What if we had a simpler tax code? What if the amount you owe in taxes was computed by determining your overall income, and then taking a percentage of that income, where the percentage itself depended on income? Apart from a few flat-taxers who carry the idea too far and think this percentage should be a fixed number at all incomes, most people believe that income tax should be progressive, taxing higher income levels at a higher percentage. Thanks to the Statistics of Income posted by the IRS, we can look back at the taxes collected, imagine we have been operating under such a tax code, and then determine what that percentage curve would be.
This hypothetical tax code only reflects averages, and would have some people pay less and some more than they do today. Let’s stipulate up front that Adjusted Gross Income isn’t a perfect indicator of actual income, but it’s an indicator nonetheless. It’s a good bet that someone with $100,000 in AGI has more money than someone with $30,000 in AGI.

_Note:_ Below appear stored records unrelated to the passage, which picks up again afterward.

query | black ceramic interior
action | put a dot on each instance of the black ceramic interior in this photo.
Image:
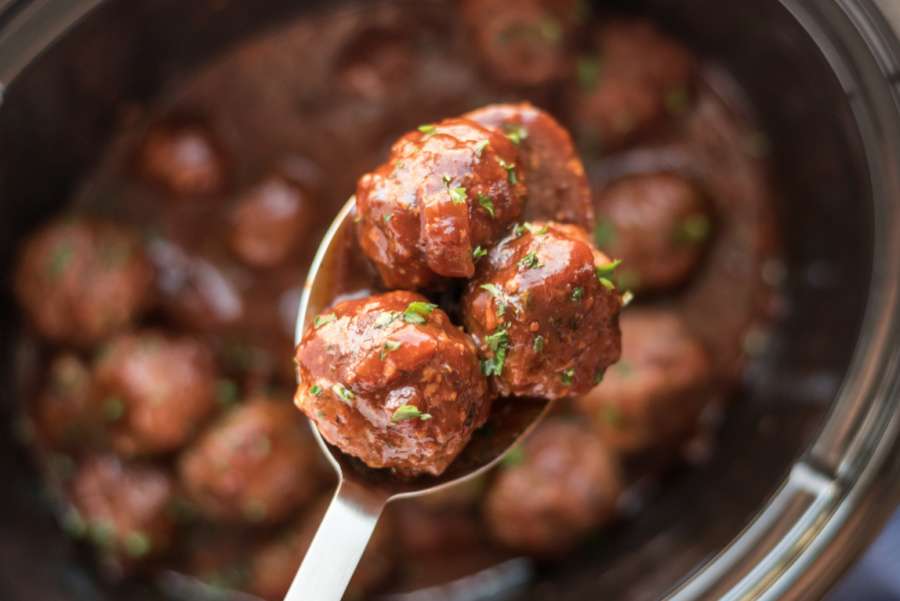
(56, 118)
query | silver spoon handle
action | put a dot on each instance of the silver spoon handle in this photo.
(337, 547)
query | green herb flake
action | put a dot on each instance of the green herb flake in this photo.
(529, 261)
(389, 347)
(487, 204)
(343, 393)
(406, 412)
(324, 320)
(458, 195)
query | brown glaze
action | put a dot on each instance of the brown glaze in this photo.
(565, 484)
(544, 322)
(446, 189)
(258, 464)
(156, 390)
(397, 387)
(82, 279)
(558, 189)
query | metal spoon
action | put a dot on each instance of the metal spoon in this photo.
(363, 493)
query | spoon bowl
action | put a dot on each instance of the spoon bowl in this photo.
(363, 492)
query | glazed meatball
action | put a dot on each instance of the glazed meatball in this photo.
(446, 190)
(523, 43)
(635, 78)
(269, 222)
(274, 565)
(658, 224)
(558, 189)
(258, 464)
(123, 508)
(163, 386)
(543, 312)
(656, 392)
(64, 412)
(566, 483)
(82, 279)
(183, 159)
(391, 380)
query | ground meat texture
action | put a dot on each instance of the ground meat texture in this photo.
(558, 189)
(446, 190)
(658, 224)
(524, 43)
(156, 390)
(258, 464)
(543, 312)
(183, 159)
(64, 413)
(655, 394)
(635, 77)
(123, 508)
(391, 380)
(81, 279)
(273, 565)
(561, 484)
(269, 222)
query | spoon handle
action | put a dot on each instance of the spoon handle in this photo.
(338, 545)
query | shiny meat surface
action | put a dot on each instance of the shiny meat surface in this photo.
(654, 395)
(565, 484)
(634, 77)
(543, 312)
(391, 380)
(258, 464)
(558, 189)
(659, 224)
(81, 279)
(156, 389)
(122, 508)
(446, 190)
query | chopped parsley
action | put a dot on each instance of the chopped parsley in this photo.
(324, 320)
(486, 203)
(343, 393)
(389, 347)
(405, 412)
(498, 342)
(417, 312)
(529, 261)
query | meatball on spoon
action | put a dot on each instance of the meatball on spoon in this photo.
(362, 492)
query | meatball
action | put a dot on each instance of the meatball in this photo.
(658, 224)
(274, 565)
(392, 381)
(558, 189)
(183, 159)
(64, 412)
(269, 222)
(258, 464)
(523, 43)
(446, 190)
(636, 77)
(656, 393)
(543, 312)
(564, 484)
(162, 386)
(123, 508)
(81, 279)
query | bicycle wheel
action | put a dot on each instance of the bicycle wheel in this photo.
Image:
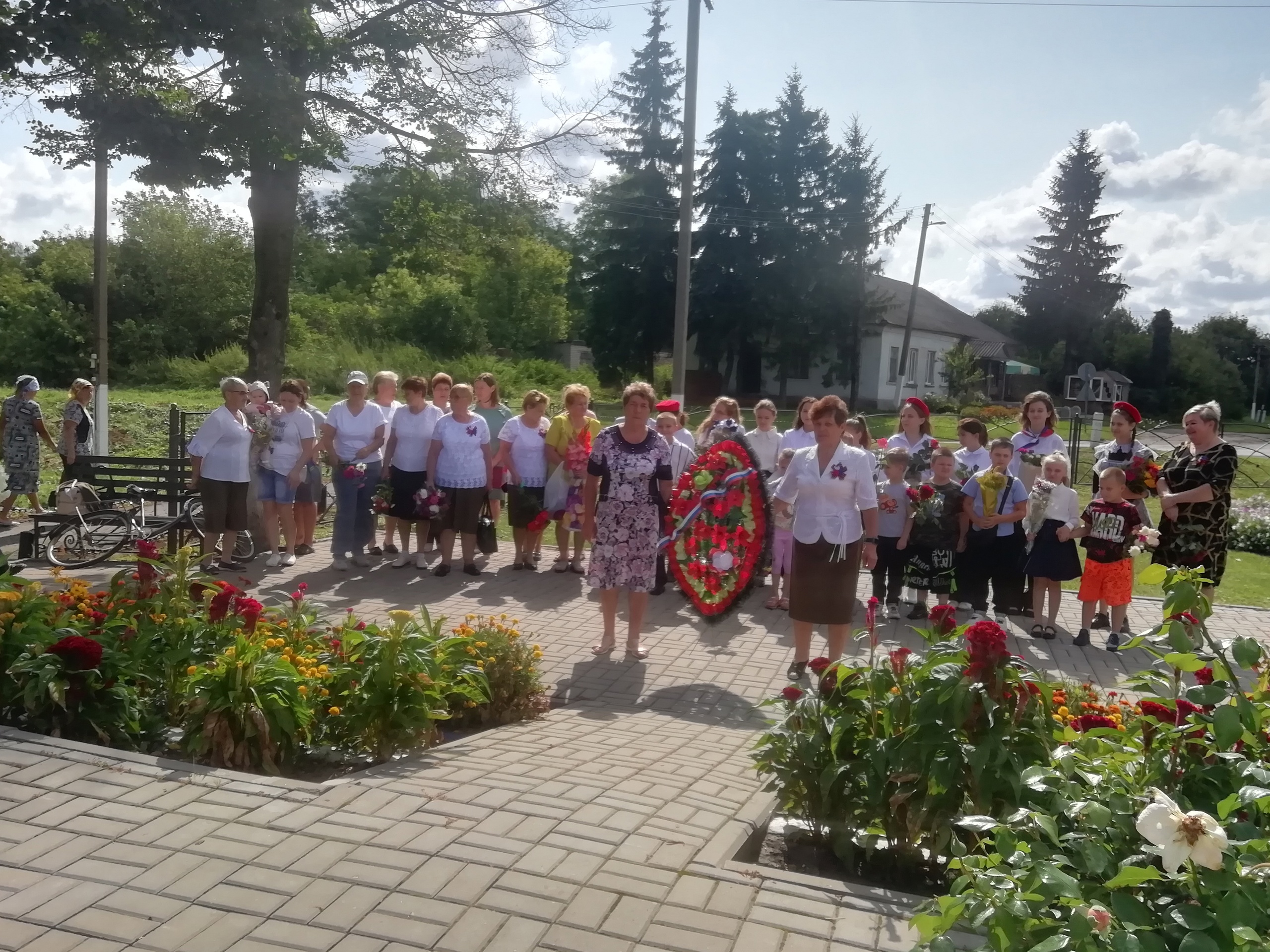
(92, 541)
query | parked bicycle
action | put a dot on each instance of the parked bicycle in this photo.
(98, 535)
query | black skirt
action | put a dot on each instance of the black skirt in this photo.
(1051, 559)
(405, 484)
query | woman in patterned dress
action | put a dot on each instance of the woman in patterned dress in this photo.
(23, 427)
(76, 432)
(1196, 497)
(629, 472)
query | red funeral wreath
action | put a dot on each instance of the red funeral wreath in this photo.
(718, 527)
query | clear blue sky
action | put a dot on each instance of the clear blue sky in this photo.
(969, 107)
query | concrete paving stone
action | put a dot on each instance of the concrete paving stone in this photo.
(102, 871)
(517, 936)
(291, 936)
(144, 904)
(538, 887)
(568, 940)
(731, 899)
(54, 941)
(66, 904)
(590, 908)
(473, 931)
(197, 881)
(223, 933)
(105, 924)
(320, 858)
(14, 935)
(414, 935)
(312, 900)
(241, 899)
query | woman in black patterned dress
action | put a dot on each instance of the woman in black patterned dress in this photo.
(1196, 497)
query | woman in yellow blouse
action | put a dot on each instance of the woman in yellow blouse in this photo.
(568, 443)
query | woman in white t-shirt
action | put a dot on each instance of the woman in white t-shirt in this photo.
(522, 451)
(284, 468)
(353, 434)
(405, 457)
(461, 464)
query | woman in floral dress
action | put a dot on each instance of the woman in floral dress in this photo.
(1196, 497)
(23, 428)
(629, 469)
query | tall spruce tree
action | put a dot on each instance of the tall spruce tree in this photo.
(629, 224)
(801, 193)
(1071, 286)
(726, 316)
(861, 224)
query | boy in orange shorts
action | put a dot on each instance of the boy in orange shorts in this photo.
(1108, 526)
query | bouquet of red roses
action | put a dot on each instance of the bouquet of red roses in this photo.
(928, 504)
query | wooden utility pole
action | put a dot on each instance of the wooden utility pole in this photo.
(684, 273)
(101, 209)
(912, 309)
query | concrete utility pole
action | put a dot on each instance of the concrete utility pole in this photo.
(101, 209)
(912, 309)
(684, 276)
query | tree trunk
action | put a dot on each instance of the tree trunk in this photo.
(275, 194)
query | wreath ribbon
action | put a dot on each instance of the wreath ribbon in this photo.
(697, 511)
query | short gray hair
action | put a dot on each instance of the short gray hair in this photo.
(1209, 412)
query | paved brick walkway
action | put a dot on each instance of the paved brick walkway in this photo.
(609, 826)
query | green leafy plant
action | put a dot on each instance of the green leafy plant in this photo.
(399, 682)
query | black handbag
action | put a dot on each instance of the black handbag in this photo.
(982, 538)
(487, 532)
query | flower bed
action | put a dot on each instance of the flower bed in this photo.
(1057, 819)
(163, 653)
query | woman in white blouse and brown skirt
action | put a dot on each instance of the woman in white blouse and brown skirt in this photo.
(835, 531)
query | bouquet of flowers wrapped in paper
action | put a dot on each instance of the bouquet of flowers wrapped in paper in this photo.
(1141, 475)
(1144, 540)
(1038, 507)
(928, 504)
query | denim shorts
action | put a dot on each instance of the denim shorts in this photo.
(275, 488)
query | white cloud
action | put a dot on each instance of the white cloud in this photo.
(1189, 243)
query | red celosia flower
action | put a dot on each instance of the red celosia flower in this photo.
(1087, 722)
(78, 654)
(899, 662)
(944, 619)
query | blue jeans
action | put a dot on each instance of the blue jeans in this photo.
(355, 517)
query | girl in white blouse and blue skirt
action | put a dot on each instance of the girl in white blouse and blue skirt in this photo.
(835, 531)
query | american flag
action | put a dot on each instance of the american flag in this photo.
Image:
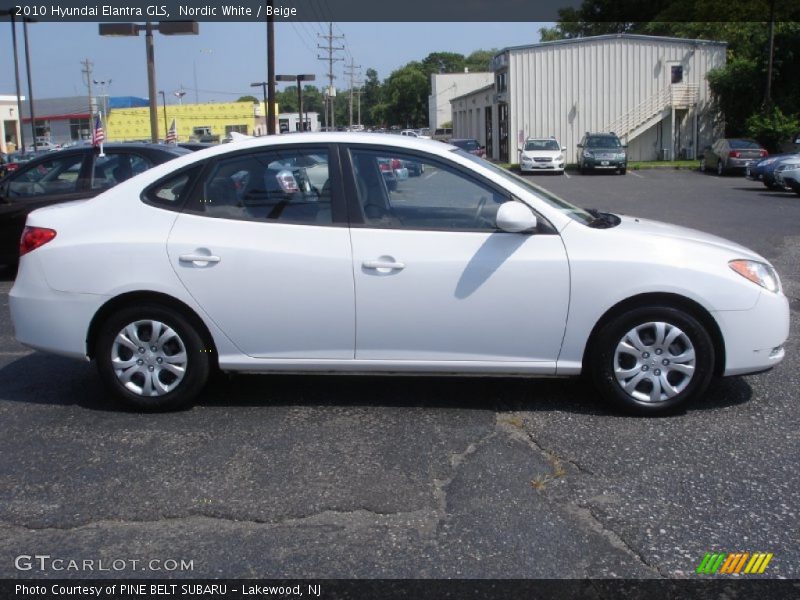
(98, 135)
(172, 134)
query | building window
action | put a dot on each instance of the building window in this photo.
(501, 82)
(236, 128)
(79, 129)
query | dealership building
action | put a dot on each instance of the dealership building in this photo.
(651, 91)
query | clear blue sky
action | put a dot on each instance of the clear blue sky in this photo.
(229, 56)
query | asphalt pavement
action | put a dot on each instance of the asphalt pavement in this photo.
(417, 477)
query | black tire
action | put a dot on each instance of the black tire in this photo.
(177, 392)
(603, 358)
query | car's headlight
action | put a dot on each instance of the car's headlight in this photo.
(757, 272)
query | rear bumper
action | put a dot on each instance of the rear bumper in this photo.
(754, 338)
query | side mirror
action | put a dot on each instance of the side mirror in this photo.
(515, 217)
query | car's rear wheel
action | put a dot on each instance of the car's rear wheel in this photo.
(652, 359)
(151, 358)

So what do the historical data tell us? The above graph shows the average income tax percentage paid by married couples at different income levels over a 20-year period ending in 2015, the most recent year for which data has been published at https://www.irs.gov/pub/irs-soi/. Dollar amounts in the graph have been adjusted by the CPI to compensate for inflation.
A major feature of the graph that stands out is the fact that it peaks somewhere around an income level of about a million dollars per year, and then begins to drop off again. Let’s call this “the Romney effect”, where the lower capital gains rate and other tricks allow those with the highest incomes to pay lower percentages of that income in taxes. So if there’s anything that needs fixing in our imaginary simplified tax code, it’s that right there. If we wanted to make the tax code more fair, we could start by leveling off that curve instead of allowing it to go downhill as income climbs.
The next interesting thing to observe about these curves is how they have changed over time. The colour groupings in the graph show periods with similar tax patterns. And we can correlate those historical groupings with actual tax policy changes, as follows:
In dark blue, we have the Clinton era of the late 1990’s. These were the overall highest effective tax collection rates in the time period we’re considering. The available data from the earliest years doesn’t extend as high along the income spectrum, except for the last year of that period, which reveals the same downward curve shown later years. It is probably safe to assume that in the other Clinton years we would see that same trend if we had the data separated as it is in the more recent spreadsheets from the IRS.
The orange curves are a transitional period between the Clinton years and the Bush years. They resemble the Clinton rates, but begin to drop downward at some income levels.
The red curves show the “Bush tax cuts” in full effect, starting in 2003. The effective tax rate percentages are lower at all income levels. That of course translates into vastly more dollars, the higher the income level goes.
The light blue curves show an interesting phenomenon — a two-year drop in tax rates that is most pronounced for incomes under $100,000. This this the tangible effect of the “Obama tax cuts”, the stimulus that reduced taxes for middle-class earners in 2009 and 2010. After 2010, the trend returns to where it was before the stimulus.
And then we come to the yellow curves, the three most recent years that we currently have data for. These reflect the “fiscal cliff” legislation of 2012, which increased the top tax rates. These curves look like the Bush tax code for lower incomes, and like the Clinton tax code for higher incomes. And that seems about right — this is the most steeply progressive tax code we have had in the period from 1996 to 2015. It gives the middle class a break, and collects more of the government’s revenue from those who can spare more. It’s still defective — it still curves downward on the right edge, but that bug could be fixed.
And that’s where we stand today. This is the tax policy we’re leaving behind, the one the Republican congress decided needed fixing. They didn’t simplify it by eliminating loopholes and complexity and applying the above curves across the board for all income. They changed the rules to help out higher incomes the most, borrowing money from our future revenues. And just as every previous major change in tax policy is vividly revealed in the SOI data, we can assume the new tax code will show up too, starting in 2018. Then we’ll really know, with real empirical data, who’s paying what under this new tax code.
If we wanted a simpler tax code that wasn’t redistributive, providing different gains or losses at different income levels, we would expect that the curve wouldn’t move between the old and new policy — it should collect the same amount of tax from each income band, just doing it with a simpler formula. It’s easy enough to compute the above curves. If we wanted a simple tax code, we could start right there, treating all income the same and taxing it at the same rates as our imaginary empirical tax code of 2015.